Attraverso il ricordo (e la voce) di familiari e amici, Milani traccia un ritratto intimo e appassionato di Gaber e la sua storia personale grazie alle parole della figlia Dalia e delle persone storicamente a lui più vicine, nonché di colleghi e artisti che lo hanno vissuto e amato. Il docufilm vede la partecipazione speciale di Gianfranco Aiolfi, Massimo Bernardini, Pier Luigi Bersani, Claudio Bisio, Mario Capanna, Francesco Centorame, Lorenzo Jovanotti Cherubini, Ombretta Colli, Paolo Dal Bon, Fabio Fazio, Ivano Fossati, Dalia Gaberscik, Ricky Gianco, Gino e Michele, Guido Harari, Paolo Jannacci, Lorenzo Luporini, Roberto Luporini, Sandro Luporini, Mercedes Martini, Vincenzo Mollica, Gianni Morandi, Massimiliano Pani, Giulio Rapetti – Mogol, Michele Serra.

«Giorgio Gaber è stato una persona importante della mia vita – le parole del regista – Da piccolo mi ha divertito con l’allegria di Goganga, Il Riccardo o La Torpedo blu, e dal liceo in poi mi ha fatto alzare la testa e avere uno sguardo sul mondo segnando il mio percorso di formazione. Raccontarlo per me è stato soprattutto un modo per ringraziarlo per tutto quello che nei decenni mi ha dato e, soprattutto, ha dato a tutti noi.
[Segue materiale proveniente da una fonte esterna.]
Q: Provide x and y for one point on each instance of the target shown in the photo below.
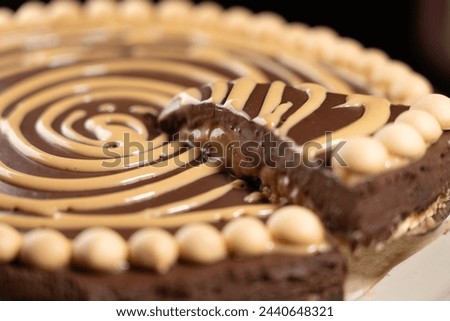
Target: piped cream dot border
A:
(395, 144)
(292, 229)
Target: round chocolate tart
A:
(98, 202)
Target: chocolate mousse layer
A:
(274, 277)
(255, 146)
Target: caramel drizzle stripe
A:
(376, 109)
(149, 191)
(131, 176)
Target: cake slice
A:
(365, 165)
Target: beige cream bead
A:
(100, 249)
(426, 124)
(363, 154)
(10, 243)
(437, 105)
(207, 13)
(247, 236)
(296, 225)
(101, 9)
(153, 248)
(31, 13)
(46, 249)
(64, 10)
(402, 140)
(201, 243)
(136, 10)
(5, 17)
(174, 9)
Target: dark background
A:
(416, 32)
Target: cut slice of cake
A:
(364, 164)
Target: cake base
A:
(272, 277)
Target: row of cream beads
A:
(405, 139)
(103, 249)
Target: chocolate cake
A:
(363, 164)
(97, 202)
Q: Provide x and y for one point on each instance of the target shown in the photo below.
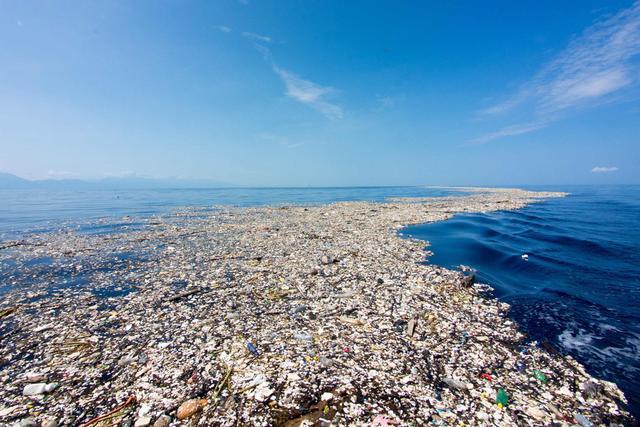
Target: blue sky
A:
(282, 93)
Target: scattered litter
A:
(337, 317)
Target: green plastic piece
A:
(502, 398)
(539, 376)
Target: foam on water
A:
(579, 289)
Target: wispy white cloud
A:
(309, 93)
(281, 140)
(304, 91)
(57, 174)
(512, 130)
(591, 70)
(604, 169)
(256, 37)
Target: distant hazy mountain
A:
(9, 181)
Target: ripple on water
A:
(579, 289)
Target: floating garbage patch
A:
(288, 315)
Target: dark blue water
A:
(42, 210)
(579, 289)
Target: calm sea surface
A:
(580, 287)
(41, 210)
(578, 290)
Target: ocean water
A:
(580, 287)
(23, 211)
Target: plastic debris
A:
(98, 313)
(39, 388)
(582, 420)
(252, 348)
(502, 398)
(537, 374)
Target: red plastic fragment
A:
(486, 376)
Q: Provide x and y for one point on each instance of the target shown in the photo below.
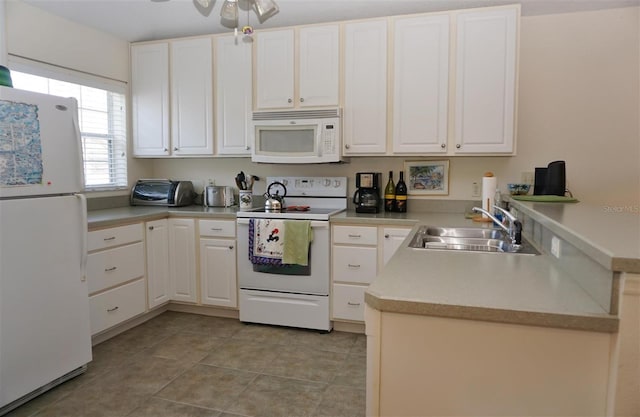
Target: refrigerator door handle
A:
(84, 230)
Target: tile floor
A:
(183, 365)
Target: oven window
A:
(286, 269)
(287, 141)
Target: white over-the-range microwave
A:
(297, 136)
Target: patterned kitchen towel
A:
(266, 241)
(298, 236)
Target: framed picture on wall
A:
(427, 177)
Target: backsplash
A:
(600, 283)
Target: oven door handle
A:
(314, 224)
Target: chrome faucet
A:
(514, 230)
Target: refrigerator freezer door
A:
(40, 149)
(44, 302)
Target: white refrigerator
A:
(44, 304)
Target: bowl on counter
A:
(518, 189)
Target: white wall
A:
(579, 94)
(35, 34)
(3, 34)
(578, 101)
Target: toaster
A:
(161, 192)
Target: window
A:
(103, 124)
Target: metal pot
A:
(272, 203)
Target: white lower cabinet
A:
(182, 260)
(115, 274)
(218, 274)
(358, 252)
(354, 266)
(116, 305)
(158, 278)
(390, 240)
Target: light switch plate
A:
(555, 247)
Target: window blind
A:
(103, 124)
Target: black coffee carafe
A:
(551, 180)
(367, 195)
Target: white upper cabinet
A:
(172, 96)
(191, 97)
(365, 87)
(486, 80)
(150, 99)
(306, 76)
(319, 66)
(274, 69)
(420, 84)
(234, 95)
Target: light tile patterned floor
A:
(183, 365)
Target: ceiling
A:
(140, 20)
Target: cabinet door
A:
(365, 87)
(319, 66)
(421, 84)
(234, 95)
(485, 81)
(218, 272)
(182, 260)
(392, 237)
(158, 283)
(150, 99)
(274, 69)
(191, 97)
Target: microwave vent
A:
(297, 114)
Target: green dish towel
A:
(545, 198)
(297, 237)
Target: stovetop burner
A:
(312, 198)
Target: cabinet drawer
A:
(114, 236)
(111, 267)
(217, 228)
(355, 234)
(348, 301)
(116, 305)
(354, 264)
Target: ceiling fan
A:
(229, 12)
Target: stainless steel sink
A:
(468, 239)
(465, 232)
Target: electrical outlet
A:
(475, 189)
(555, 247)
(527, 177)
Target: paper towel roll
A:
(489, 185)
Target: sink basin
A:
(468, 239)
(465, 232)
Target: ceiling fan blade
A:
(265, 9)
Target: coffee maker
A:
(367, 195)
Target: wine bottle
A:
(401, 195)
(390, 194)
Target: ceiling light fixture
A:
(263, 8)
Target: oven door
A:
(315, 281)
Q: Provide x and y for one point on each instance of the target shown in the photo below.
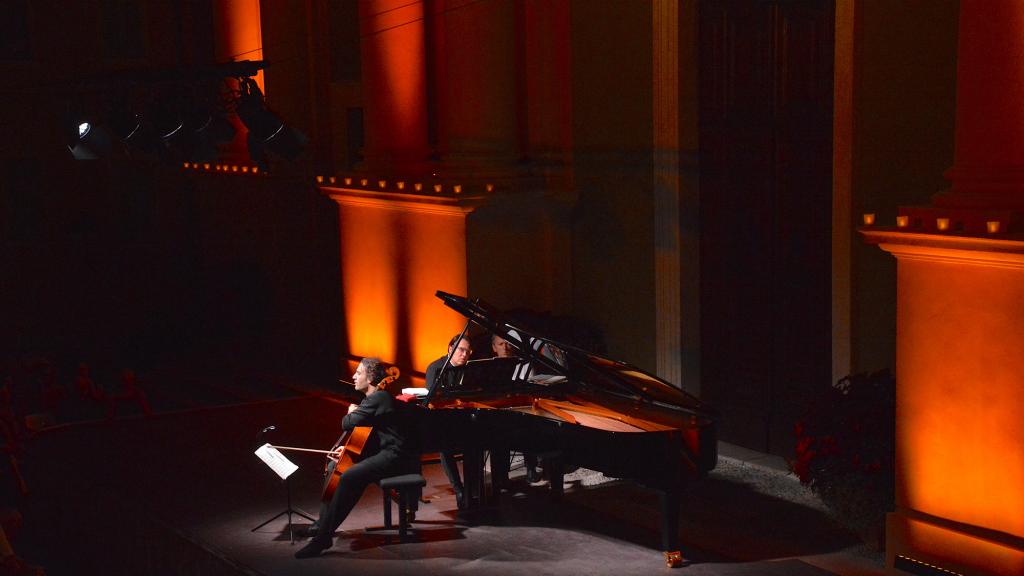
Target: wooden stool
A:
(408, 487)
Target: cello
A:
(349, 446)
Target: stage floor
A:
(179, 493)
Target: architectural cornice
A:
(402, 202)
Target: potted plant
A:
(845, 451)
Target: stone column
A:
(667, 254)
(477, 88)
(394, 82)
(988, 169)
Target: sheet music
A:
(278, 462)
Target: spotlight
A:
(210, 129)
(266, 131)
(88, 139)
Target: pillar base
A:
(918, 544)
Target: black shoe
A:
(314, 547)
(532, 476)
(310, 530)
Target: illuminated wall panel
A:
(960, 402)
(394, 255)
(394, 77)
(961, 395)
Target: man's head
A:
(460, 350)
(368, 374)
(501, 346)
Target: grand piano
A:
(574, 409)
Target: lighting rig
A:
(178, 115)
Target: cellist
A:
(398, 453)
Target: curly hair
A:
(375, 368)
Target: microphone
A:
(264, 430)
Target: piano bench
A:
(408, 488)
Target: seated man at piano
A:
(449, 376)
(398, 452)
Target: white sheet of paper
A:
(278, 462)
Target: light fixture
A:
(87, 139)
(266, 131)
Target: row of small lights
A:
(245, 169)
(399, 184)
(925, 564)
(942, 224)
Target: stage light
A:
(266, 131)
(89, 141)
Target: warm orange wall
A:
(394, 79)
(392, 260)
(961, 388)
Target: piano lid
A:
(559, 364)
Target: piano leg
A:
(472, 466)
(556, 474)
(670, 527)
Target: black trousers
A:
(452, 470)
(353, 482)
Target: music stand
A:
(284, 467)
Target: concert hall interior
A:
(211, 210)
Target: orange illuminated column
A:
(394, 80)
(239, 37)
(395, 254)
(476, 84)
(988, 170)
(960, 371)
(960, 404)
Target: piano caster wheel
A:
(674, 559)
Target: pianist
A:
(460, 351)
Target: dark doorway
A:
(766, 113)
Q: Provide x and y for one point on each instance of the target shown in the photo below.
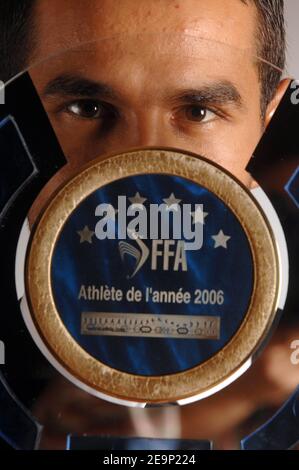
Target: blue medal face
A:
(144, 301)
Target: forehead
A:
(61, 24)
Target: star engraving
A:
(221, 240)
(172, 202)
(137, 200)
(199, 216)
(86, 235)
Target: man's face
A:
(173, 73)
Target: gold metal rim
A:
(167, 388)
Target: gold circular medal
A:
(141, 320)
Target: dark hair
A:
(17, 40)
(271, 46)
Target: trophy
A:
(150, 276)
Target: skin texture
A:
(159, 59)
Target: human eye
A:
(90, 109)
(199, 113)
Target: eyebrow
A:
(76, 85)
(221, 92)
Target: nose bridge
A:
(152, 126)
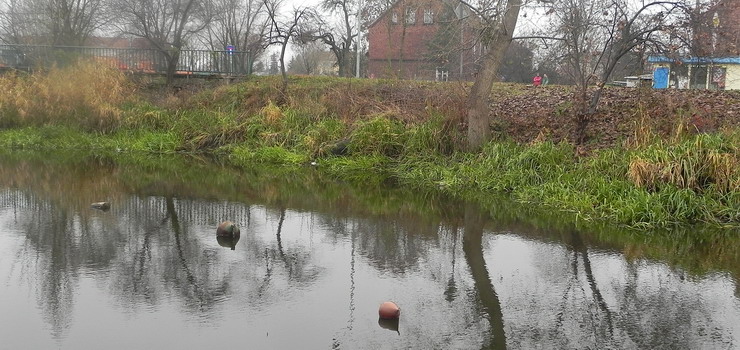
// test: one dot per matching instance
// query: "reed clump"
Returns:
(706, 162)
(86, 94)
È stata una voce importante per tutti noi anticipando tutto quello che in questi decenni si è avverato, prevedendo che l’ideologia del mercato avrebbe schiacciato oggi tutte le altre, segnando una disperata continuità tra lui e Pier Paolo Pasolini. Per questo, tra le rarissime certezze della vita, ce n’è sicuramente una: Gaber ci serve ancora e ci serve adesso».

Un lavoro lungo e intenso – il commento di Paolo Dal Bon, Presidente della Fondazione Gaber – al quale la Fondazione ha partecipato rimanendo sempre vicina al regista e alla troupe. Abbiamo avuto il privilegio di assistere ad un vero e proprio lavoro cinematografico, il vero cinema applicato al racconto della storia artistica e della vita di Giorgio Gaber, che ci auguriamo possa restare a disposizione di tutti per sempre, proprio come i film classici. Un’opera realizzata con grande passione, rispetto e ammirazione per la figura di Gaber, come se fosse in qualche modo sempre presente, come se aleggiasse sul lavoro di tutta l’equipe».